While declaratory relief was meant to be used as a softer alternative to a remedy obtained after the court becomes involved in a case, Section 2 of the Act goes on to say that:
“[F]urther necessary or proper relief based upon a declaratory judgment or decree may be granted, after reasonable notice and hearing, against any adverse party whose rights have been determined by such judgment.”
The relief mentioned here may include damages or injunctive remedies. This relief is considered supplementary to the declaratory judgment at hand.
Of course, Medtronic also had the option of ignoring the agreement and not paying any royalties to Mirowski whatsoever. If this was the case, then Mirowski would be within its rights to end the license granted to Medtronic, and bring an infringement lawsuit against it.
In 2006, the companies amended the agreement to modify the procedure by which they could resolve any disputes between them. The new agreement specified that, if Medtronic was provided timely written notice of the alleged infringement, and if it then chose to seek a declaratory judgment to challenge that claim, it should deposit any disputed royalties into an escrow account. Whoever then won the declaratory judgment action would be awarded those royalties.
The two companies found themselves embroiled in an infringement dispute the following year. Mirowski noticed Medtronic for seven of its new products that Mirowski believed infringed upon its patents. Medtronic disagreed that the products infringed on the patents, believing that the so-called patents were invalid, and it filed a declaratory judgment action in the Federal District Court in Delaware. Medtronic was compliant with the amended agreement, however, and continued to deposit all potential royalties into an escrow account.
The District Court acknowledged that Mirowski was the defendant in this action. However, it ruled that, because Mirowski was alleging infringement, it carried the burden of proving that infringement. After a bench trial, the court found that Mirowski did not successfully prove infringement and ruled in favor of Medtronic.

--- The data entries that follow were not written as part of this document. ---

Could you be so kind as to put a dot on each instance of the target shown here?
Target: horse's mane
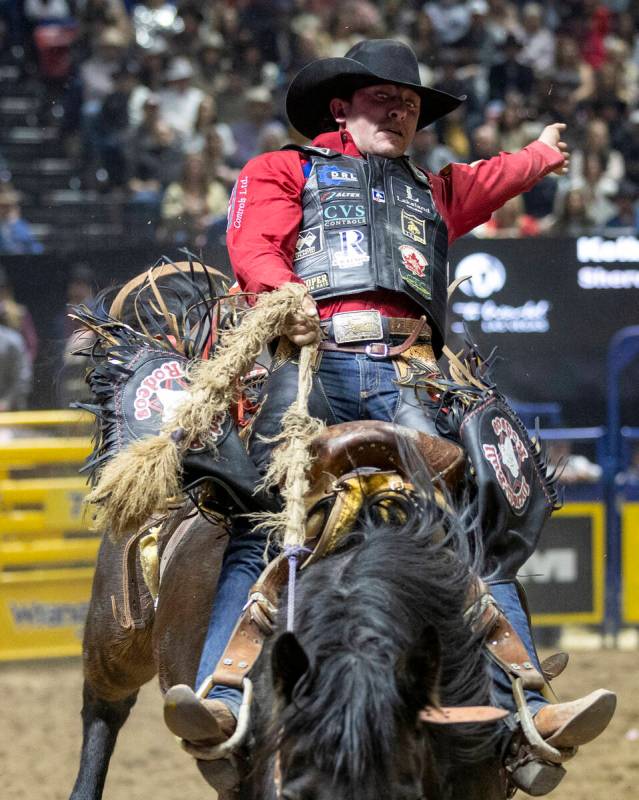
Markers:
(361, 614)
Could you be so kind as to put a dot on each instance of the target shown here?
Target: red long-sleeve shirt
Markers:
(266, 213)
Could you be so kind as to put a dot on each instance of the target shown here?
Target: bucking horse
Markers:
(361, 650)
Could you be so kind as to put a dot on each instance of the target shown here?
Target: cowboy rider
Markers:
(367, 231)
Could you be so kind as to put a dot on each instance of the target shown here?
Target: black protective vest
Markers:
(372, 224)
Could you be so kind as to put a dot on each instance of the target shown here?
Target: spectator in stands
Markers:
(155, 156)
(15, 370)
(599, 189)
(16, 237)
(509, 222)
(428, 152)
(510, 74)
(16, 316)
(114, 126)
(258, 113)
(211, 63)
(451, 20)
(425, 38)
(570, 214)
(629, 145)
(485, 142)
(152, 68)
(180, 101)
(70, 379)
(625, 202)
(478, 46)
(154, 20)
(502, 21)
(96, 84)
(597, 143)
(538, 41)
(217, 167)
(96, 73)
(355, 20)
(513, 132)
(189, 38)
(572, 78)
(191, 205)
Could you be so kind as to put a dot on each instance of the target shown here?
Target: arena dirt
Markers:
(40, 737)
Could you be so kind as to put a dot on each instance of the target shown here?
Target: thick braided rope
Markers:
(291, 459)
(140, 480)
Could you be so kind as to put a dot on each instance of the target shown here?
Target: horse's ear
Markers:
(289, 663)
(423, 669)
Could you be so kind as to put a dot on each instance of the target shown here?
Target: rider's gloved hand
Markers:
(302, 327)
(551, 135)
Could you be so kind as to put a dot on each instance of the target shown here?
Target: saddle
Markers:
(354, 463)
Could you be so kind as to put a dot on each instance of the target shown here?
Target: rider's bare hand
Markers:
(302, 327)
(551, 135)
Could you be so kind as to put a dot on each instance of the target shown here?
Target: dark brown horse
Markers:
(127, 642)
(380, 633)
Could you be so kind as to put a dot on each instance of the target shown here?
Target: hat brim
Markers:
(316, 84)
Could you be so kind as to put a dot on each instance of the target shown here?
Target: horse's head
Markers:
(359, 738)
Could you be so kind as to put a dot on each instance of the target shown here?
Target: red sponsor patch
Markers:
(413, 260)
(507, 457)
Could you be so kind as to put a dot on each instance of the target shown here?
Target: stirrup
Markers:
(535, 767)
(225, 749)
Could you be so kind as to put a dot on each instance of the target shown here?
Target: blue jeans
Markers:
(347, 387)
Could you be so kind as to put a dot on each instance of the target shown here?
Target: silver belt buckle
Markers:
(357, 326)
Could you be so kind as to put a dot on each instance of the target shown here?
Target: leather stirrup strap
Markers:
(247, 639)
(124, 617)
(503, 642)
(458, 715)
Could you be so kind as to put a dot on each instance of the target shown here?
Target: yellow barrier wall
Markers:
(574, 537)
(47, 553)
(630, 562)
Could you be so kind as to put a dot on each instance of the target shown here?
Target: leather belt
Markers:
(416, 329)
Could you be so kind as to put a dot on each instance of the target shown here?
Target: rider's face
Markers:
(382, 119)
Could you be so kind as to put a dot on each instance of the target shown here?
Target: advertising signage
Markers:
(551, 307)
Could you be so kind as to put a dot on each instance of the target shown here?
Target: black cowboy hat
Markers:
(366, 64)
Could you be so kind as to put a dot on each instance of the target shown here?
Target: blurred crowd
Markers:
(164, 101)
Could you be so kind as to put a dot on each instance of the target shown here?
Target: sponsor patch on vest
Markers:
(348, 248)
(332, 195)
(328, 175)
(408, 196)
(413, 227)
(507, 455)
(237, 203)
(343, 215)
(316, 282)
(308, 243)
(413, 260)
(417, 285)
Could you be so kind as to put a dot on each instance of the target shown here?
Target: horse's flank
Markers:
(383, 628)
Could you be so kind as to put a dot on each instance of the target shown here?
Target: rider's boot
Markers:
(212, 720)
(562, 726)
(204, 723)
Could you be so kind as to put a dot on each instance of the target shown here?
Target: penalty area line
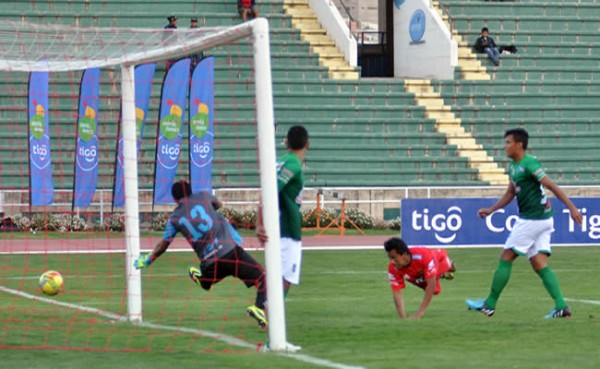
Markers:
(200, 332)
(591, 302)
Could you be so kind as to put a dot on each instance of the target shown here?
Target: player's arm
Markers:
(429, 292)
(558, 192)
(146, 259)
(508, 196)
(216, 203)
(399, 302)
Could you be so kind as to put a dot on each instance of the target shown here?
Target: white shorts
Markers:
(291, 256)
(531, 237)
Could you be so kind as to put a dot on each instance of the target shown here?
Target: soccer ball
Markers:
(51, 282)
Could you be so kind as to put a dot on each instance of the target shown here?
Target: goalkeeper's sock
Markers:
(501, 277)
(551, 283)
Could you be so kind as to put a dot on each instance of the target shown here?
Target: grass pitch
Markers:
(342, 312)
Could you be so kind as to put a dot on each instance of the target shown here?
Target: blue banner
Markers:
(143, 76)
(454, 222)
(86, 154)
(202, 102)
(172, 106)
(40, 160)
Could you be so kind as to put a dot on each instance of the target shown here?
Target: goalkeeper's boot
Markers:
(559, 313)
(481, 306)
(195, 275)
(257, 314)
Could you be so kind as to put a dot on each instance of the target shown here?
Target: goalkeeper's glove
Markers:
(143, 261)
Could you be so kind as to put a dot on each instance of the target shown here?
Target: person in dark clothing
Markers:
(486, 44)
(195, 59)
(171, 26)
(215, 242)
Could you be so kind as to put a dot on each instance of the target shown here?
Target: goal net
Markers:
(96, 125)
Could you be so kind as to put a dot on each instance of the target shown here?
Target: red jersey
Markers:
(425, 263)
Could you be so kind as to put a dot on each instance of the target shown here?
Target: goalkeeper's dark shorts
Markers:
(237, 263)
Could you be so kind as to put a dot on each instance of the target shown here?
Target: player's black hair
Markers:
(519, 135)
(297, 138)
(180, 190)
(396, 243)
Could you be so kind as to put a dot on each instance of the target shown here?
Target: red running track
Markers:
(100, 245)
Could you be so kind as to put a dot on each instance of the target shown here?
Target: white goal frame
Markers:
(259, 30)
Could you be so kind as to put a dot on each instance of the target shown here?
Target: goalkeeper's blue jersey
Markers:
(209, 233)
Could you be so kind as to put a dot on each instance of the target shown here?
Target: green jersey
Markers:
(526, 176)
(290, 183)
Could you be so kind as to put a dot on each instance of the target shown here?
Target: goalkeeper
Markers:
(215, 242)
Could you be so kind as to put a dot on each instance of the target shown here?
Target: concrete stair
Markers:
(450, 125)
(311, 31)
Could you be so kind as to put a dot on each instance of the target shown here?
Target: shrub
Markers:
(311, 221)
(360, 218)
(67, 223)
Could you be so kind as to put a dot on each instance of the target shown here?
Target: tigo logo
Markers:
(444, 225)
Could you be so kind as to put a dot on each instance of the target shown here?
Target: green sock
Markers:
(551, 284)
(501, 277)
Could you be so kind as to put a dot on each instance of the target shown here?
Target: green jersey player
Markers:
(290, 183)
(530, 235)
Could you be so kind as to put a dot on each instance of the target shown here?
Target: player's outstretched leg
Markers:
(481, 306)
(559, 313)
(195, 275)
(257, 314)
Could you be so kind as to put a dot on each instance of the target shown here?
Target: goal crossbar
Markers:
(32, 47)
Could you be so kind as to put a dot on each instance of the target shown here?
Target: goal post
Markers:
(95, 47)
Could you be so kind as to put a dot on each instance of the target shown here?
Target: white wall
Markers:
(432, 56)
(336, 28)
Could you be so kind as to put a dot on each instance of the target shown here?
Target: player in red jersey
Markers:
(420, 266)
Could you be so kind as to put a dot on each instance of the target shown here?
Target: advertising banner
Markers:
(40, 160)
(86, 154)
(170, 128)
(454, 222)
(202, 101)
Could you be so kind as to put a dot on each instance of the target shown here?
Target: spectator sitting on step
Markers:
(247, 8)
(486, 44)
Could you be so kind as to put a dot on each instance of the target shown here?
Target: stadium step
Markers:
(448, 124)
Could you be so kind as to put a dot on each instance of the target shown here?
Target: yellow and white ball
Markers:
(51, 282)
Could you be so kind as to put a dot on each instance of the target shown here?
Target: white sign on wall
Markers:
(423, 45)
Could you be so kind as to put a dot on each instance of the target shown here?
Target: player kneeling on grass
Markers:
(215, 242)
(420, 266)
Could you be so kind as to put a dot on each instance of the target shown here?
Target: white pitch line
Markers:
(591, 302)
(200, 332)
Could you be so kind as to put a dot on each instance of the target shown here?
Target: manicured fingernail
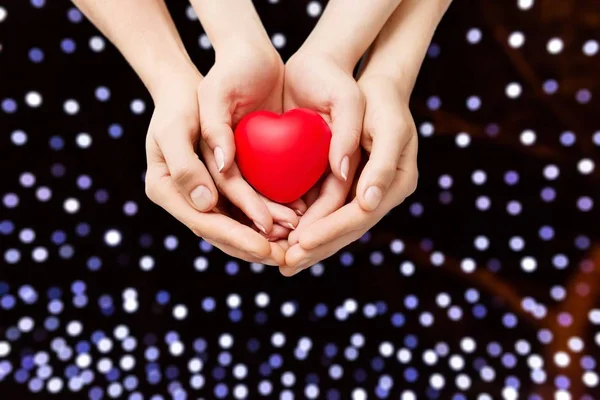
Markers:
(219, 158)
(373, 197)
(262, 228)
(345, 167)
(201, 197)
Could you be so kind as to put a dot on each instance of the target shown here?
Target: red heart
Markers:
(282, 156)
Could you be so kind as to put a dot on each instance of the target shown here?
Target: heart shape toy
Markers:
(282, 156)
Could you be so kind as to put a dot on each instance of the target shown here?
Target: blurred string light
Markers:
(116, 363)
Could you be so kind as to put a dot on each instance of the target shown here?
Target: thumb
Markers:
(215, 125)
(389, 141)
(347, 119)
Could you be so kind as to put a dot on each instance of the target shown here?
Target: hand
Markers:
(314, 80)
(389, 135)
(245, 77)
(179, 182)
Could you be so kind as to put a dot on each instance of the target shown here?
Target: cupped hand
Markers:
(314, 80)
(389, 135)
(245, 77)
(180, 183)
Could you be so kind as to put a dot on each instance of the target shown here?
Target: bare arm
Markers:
(348, 27)
(400, 48)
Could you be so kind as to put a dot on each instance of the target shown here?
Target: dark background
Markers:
(367, 272)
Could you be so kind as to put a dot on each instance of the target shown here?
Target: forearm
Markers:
(348, 27)
(400, 48)
(144, 33)
(227, 21)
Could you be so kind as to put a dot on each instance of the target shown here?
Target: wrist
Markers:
(396, 79)
(344, 59)
(173, 76)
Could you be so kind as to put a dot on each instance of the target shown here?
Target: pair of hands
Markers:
(195, 113)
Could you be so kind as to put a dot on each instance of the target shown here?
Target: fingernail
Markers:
(373, 197)
(262, 228)
(201, 197)
(345, 167)
(219, 158)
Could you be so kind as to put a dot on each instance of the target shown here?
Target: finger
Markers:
(189, 174)
(239, 192)
(353, 218)
(236, 253)
(215, 124)
(299, 207)
(331, 197)
(281, 214)
(298, 258)
(283, 244)
(277, 233)
(211, 226)
(349, 218)
(277, 254)
(389, 141)
(313, 194)
(347, 120)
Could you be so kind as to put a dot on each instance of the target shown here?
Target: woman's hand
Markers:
(314, 80)
(245, 78)
(180, 183)
(389, 135)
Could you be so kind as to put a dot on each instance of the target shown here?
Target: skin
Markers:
(388, 135)
(176, 179)
(195, 113)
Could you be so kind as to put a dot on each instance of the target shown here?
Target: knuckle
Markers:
(151, 191)
(414, 181)
(387, 168)
(182, 173)
(197, 230)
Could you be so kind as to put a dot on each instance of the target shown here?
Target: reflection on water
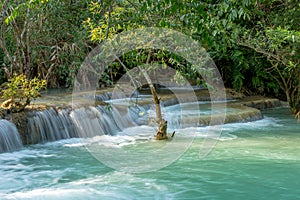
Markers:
(254, 160)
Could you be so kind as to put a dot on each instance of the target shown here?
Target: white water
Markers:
(9, 137)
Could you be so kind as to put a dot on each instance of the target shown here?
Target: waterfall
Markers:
(93, 121)
(9, 137)
(50, 125)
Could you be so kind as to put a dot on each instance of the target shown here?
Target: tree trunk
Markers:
(161, 133)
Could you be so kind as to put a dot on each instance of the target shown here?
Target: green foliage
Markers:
(20, 91)
(44, 39)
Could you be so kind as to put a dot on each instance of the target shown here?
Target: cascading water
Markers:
(9, 137)
(95, 121)
(52, 125)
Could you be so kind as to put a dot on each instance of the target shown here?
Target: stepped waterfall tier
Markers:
(9, 137)
(52, 125)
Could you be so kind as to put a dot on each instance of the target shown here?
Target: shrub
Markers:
(20, 91)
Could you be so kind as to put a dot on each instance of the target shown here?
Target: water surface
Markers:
(254, 160)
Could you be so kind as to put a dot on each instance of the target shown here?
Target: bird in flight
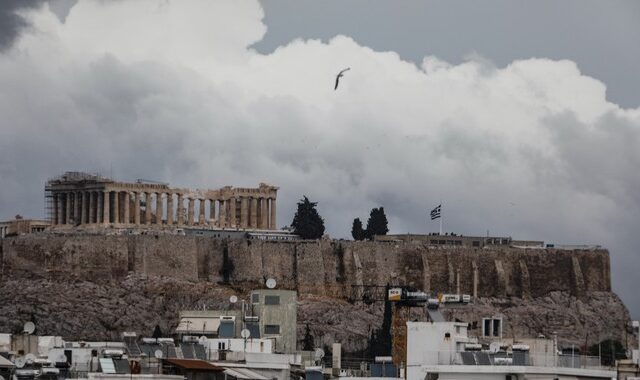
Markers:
(340, 75)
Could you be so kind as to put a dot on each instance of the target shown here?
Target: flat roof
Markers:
(194, 364)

The Court of Appeals for the Federal Circuit, however, ruled the exact opposite. The appellate court believed that Medtronic actually bore the burden of proof based on the fact that the patentee is normally the one to prove the infringement. The court did note, however, that different rules apply when the patentee is a defendant in a declaratory judgment case, as Mirowski was here. As such, Mirowski was “foreclosed” from asserting a counterclaim of infringement by the “continued existence of a license.”
Medtronic then sought certiorari from the Supreme Court, asking the Court to review the Federal Circuit Court’s rule regarding the burden of proof. The Court granted Medtronic’s request, and ultimately reversed the Federal Circuit Court’s decision. In its decision, the Court held that:
“Indeed, it was Mirowski that set the present dispute in motion by accusing Medtronic of infringement. And in such an instance, we see no convincing reason why burden of proof law should favor the patentee.”